Bruno Philip, ancien correspondant du Monde en Asie
Minuit à Damas, le 7 décembre 2024 : une douzaine d’ombres s’agitent sur le tarmac désert de l’aéroport militaire de la capitale syrienne. Bientôt, transportant avec eux de maigres bagages, le groupe de mystérieux passagers s’engouffre dans un petit jet privé. Aussitôt, le petit « yak 40 » de fabrication russe décolle pour Hmeimim, ville de la côte méditerranéenne.

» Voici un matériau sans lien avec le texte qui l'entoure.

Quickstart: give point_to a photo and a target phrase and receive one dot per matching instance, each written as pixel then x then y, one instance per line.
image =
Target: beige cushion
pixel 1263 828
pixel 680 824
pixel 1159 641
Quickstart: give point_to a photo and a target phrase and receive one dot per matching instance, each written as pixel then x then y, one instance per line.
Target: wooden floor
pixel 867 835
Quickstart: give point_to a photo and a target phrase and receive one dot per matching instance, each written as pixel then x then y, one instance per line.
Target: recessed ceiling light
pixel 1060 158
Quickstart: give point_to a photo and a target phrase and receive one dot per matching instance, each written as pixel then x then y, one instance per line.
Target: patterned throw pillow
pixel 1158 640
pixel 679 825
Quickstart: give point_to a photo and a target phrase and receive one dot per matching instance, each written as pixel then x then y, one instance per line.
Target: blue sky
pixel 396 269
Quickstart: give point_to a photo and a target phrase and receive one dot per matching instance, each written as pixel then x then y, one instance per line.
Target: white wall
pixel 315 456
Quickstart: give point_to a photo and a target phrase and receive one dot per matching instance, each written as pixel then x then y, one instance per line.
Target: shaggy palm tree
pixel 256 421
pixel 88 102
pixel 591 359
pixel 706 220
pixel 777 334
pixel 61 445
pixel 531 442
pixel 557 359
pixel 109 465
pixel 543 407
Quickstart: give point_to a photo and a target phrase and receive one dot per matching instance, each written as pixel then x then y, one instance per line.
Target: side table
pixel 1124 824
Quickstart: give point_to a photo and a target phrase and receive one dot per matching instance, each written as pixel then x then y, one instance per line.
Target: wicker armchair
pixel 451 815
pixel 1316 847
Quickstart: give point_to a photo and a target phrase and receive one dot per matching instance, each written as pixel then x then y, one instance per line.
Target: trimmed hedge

Alors que Damas est en train de tomber aux mains des islamistes du nouveau régime, ces collabos notoires de la famille al Assad viennent d’échapper à la vengeance des rebelles se pressant aux portes de la ville. Ils n’ont guère l’espoir de bénéficier de la clémence de ces derniers s’ils avaient été pris : durant des années, ces hommes, – responsables des services secrets, généraux de l’armée, de l’aviation et d’autres féroces institutions du régime en train de s’écrouler- avaient été les tortionnaires en chef et les exécuteurs des opposants à « Bachar ». Près de quatorze ans ans après le début de la guerre civile qui aura fait plus de six cent mille morts, dont plus de la moitié de civils, cette nuit du destin a fait se transformer ces caciques hier encore tout puissants en fuyards pathétiques, prêts à tout pour échapper à l’avancée inexorable de la « révolution ».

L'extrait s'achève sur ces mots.